In contrast to the empirical mean, the Median-of-Means (MoM) is an estimator of the mean $\theta$ of a square integrable r.v. $Z$, around which accurate nonasymptotic confidence bounds can be built, even when $Z$ does not exhibit a sub-Gaussian tail behavior. Thanks to the high confidence it achieves on heavy-tailed data, MoM has found various applications in machine learning, where it is used to design training procedures that are not sensitive to atypical observations. More recently, a new line of work is now trying to characterize and leverage MoM's ability to deal with corrupted data. In this context, the present work proposes a general study of MoM's concentration properties under the contamination regime, that provides a clear understanding of the impact of the outlier proportion and the number of blocks chosen. The analysis is extended to (multisample) $U$-statistics, i.e. averages over tuples of observations, that raise additional challenges due to the dependence induced.
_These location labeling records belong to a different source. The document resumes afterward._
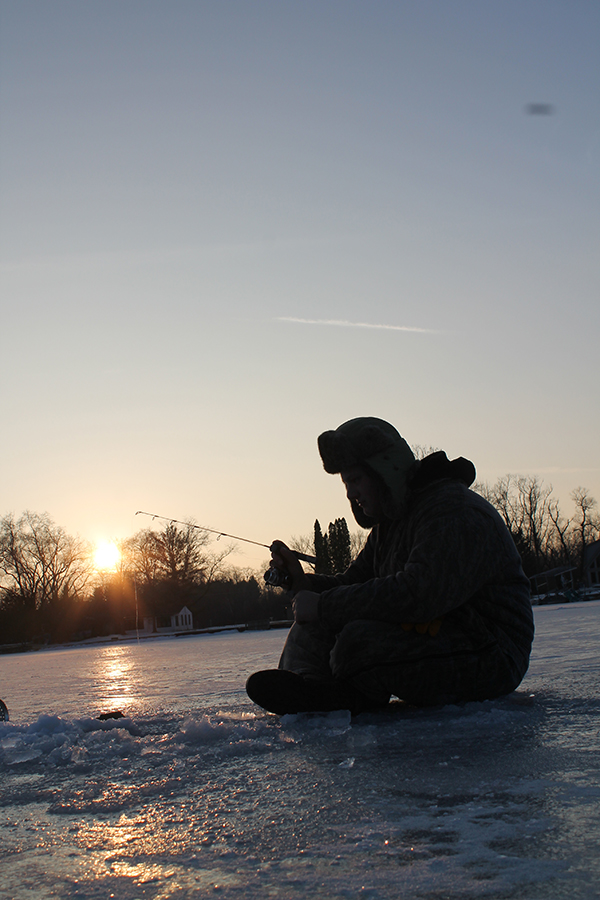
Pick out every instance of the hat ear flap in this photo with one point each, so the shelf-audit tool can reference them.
(335, 452)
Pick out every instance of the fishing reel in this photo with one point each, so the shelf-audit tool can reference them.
(276, 578)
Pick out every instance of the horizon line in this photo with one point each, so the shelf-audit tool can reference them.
(343, 323)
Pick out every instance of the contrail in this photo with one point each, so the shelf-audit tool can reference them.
(342, 323)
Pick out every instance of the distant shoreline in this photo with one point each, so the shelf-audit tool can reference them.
(131, 637)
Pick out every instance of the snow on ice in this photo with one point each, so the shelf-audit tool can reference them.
(196, 792)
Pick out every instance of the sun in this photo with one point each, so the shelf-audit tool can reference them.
(106, 555)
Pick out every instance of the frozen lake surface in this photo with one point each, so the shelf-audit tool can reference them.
(198, 793)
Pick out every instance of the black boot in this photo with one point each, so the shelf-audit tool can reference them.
(282, 692)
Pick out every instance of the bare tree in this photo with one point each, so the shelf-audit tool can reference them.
(586, 522)
(40, 562)
(175, 555)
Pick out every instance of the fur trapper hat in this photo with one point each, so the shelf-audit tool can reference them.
(373, 444)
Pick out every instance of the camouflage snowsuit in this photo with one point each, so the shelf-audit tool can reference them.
(435, 609)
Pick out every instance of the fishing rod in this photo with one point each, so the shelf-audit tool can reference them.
(302, 556)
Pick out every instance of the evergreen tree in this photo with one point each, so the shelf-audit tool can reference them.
(323, 564)
(339, 546)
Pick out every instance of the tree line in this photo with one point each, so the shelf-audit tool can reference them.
(50, 590)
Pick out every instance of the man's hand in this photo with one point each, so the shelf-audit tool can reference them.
(306, 607)
(285, 560)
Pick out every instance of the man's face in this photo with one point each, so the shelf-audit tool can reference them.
(364, 489)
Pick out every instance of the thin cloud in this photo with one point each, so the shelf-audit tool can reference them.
(342, 323)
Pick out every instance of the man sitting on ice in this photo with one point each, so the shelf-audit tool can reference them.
(435, 609)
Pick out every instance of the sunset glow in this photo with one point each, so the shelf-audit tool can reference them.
(106, 555)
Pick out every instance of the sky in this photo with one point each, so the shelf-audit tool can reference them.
(229, 226)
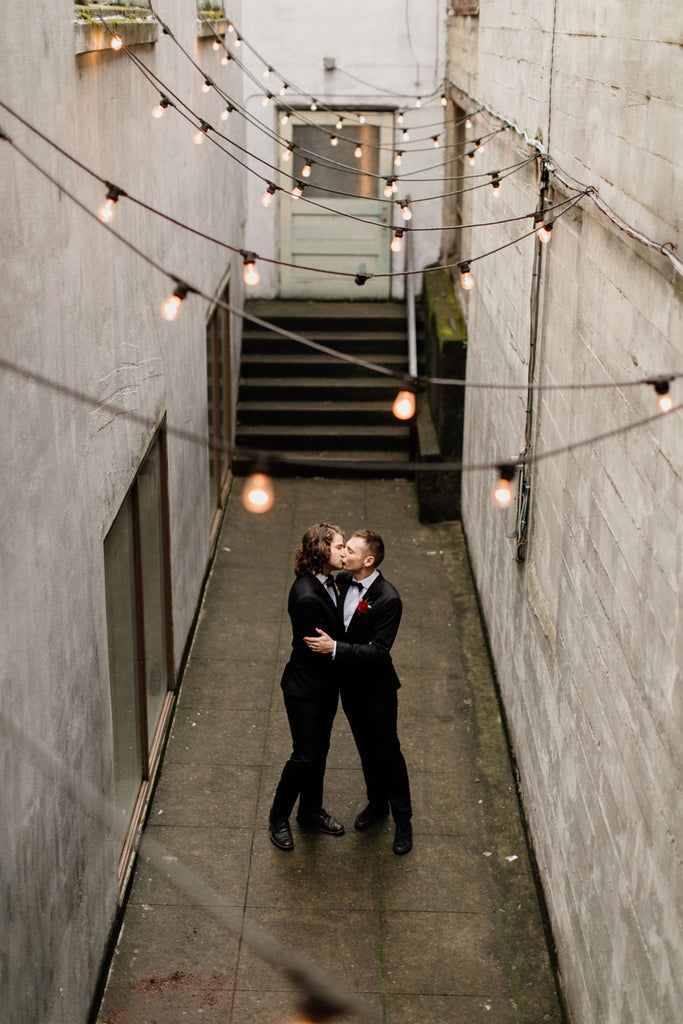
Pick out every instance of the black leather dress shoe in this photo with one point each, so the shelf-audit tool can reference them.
(281, 834)
(323, 821)
(369, 815)
(402, 841)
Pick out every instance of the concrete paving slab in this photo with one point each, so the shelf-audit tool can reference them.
(450, 933)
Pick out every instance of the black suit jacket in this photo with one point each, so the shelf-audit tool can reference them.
(364, 652)
(310, 606)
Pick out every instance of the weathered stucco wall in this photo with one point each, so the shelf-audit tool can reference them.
(586, 634)
(80, 309)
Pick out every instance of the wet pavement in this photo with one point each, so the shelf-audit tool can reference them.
(218, 918)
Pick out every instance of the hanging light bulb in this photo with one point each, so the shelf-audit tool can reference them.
(666, 401)
(201, 134)
(257, 494)
(107, 211)
(161, 107)
(266, 198)
(403, 404)
(503, 491)
(171, 306)
(466, 279)
(251, 274)
(542, 228)
(397, 242)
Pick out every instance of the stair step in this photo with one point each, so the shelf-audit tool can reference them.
(330, 437)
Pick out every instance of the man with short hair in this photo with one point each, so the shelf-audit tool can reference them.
(369, 684)
(309, 686)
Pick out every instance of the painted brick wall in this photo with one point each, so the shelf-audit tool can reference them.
(587, 633)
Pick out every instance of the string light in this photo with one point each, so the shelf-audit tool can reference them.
(257, 494)
(171, 306)
(105, 212)
(466, 279)
(397, 241)
(160, 109)
(542, 229)
(251, 274)
(503, 491)
(266, 199)
(666, 401)
(202, 133)
(404, 404)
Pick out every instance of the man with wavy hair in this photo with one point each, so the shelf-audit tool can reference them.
(309, 687)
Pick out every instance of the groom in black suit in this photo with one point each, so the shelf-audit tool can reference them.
(372, 609)
(309, 686)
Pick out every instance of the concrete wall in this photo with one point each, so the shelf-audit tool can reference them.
(392, 49)
(77, 307)
(586, 634)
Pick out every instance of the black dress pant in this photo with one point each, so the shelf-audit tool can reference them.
(374, 724)
(310, 724)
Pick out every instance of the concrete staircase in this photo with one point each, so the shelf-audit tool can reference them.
(300, 403)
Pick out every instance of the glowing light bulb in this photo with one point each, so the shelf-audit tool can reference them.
(503, 491)
(251, 274)
(160, 109)
(665, 400)
(257, 495)
(403, 406)
(266, 199)
(171, 306)
(466, 279)
(542, 229)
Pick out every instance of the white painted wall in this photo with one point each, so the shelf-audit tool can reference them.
(586, 634)
(80, 309)
(395, 48)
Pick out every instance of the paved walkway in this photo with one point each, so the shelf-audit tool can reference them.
(449, 934)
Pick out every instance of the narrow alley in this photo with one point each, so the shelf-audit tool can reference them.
(451, 933)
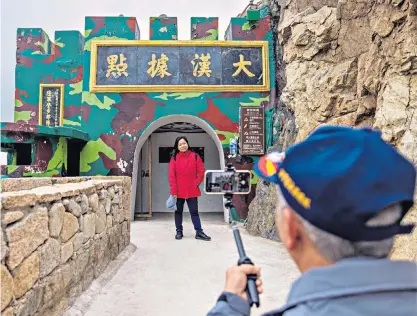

Finally, we show that the latter bounds can be used in a straightforward fashion to derive generalization guarantees for pairwise learning in a contaminated setting, and propose an algorithm to compute provably reliable decision functions.

翻译：与经验的平均值相反,Media-mean-means(MoMM)是计算一个平方可移动的r.v.v.z$的平均值$theta$的估算单位,可以围绕这一平均值建立准确的非安非安非他明的信任界限,即使Z$没有显示亚高加索尾巴行为,即使Z$没有显示亚高加索尾巴行为。由于它对于重尾数据的信心很高,Media-mean-means(MoMMM)在机器学习中发现了各种应用,用来设计对非典型观察不敏感的培训程序。最近,新的工作正在试图确定并利用MMMM处理腐败数据的能力。在这方面,目前的工作提议对MMM的污染制度下的集中特性进行一般性研究,从而清楚地了解外部比例的影响和所选择的区数。分析扩大到(倍)美元统计学,即平均观察数据,这增加了因依赖引起的额外挑战。最后,我们提出,在精确的逻辑上,我们提出了一种可靠的方法,即以直截面的方式,学习一种精确的算法。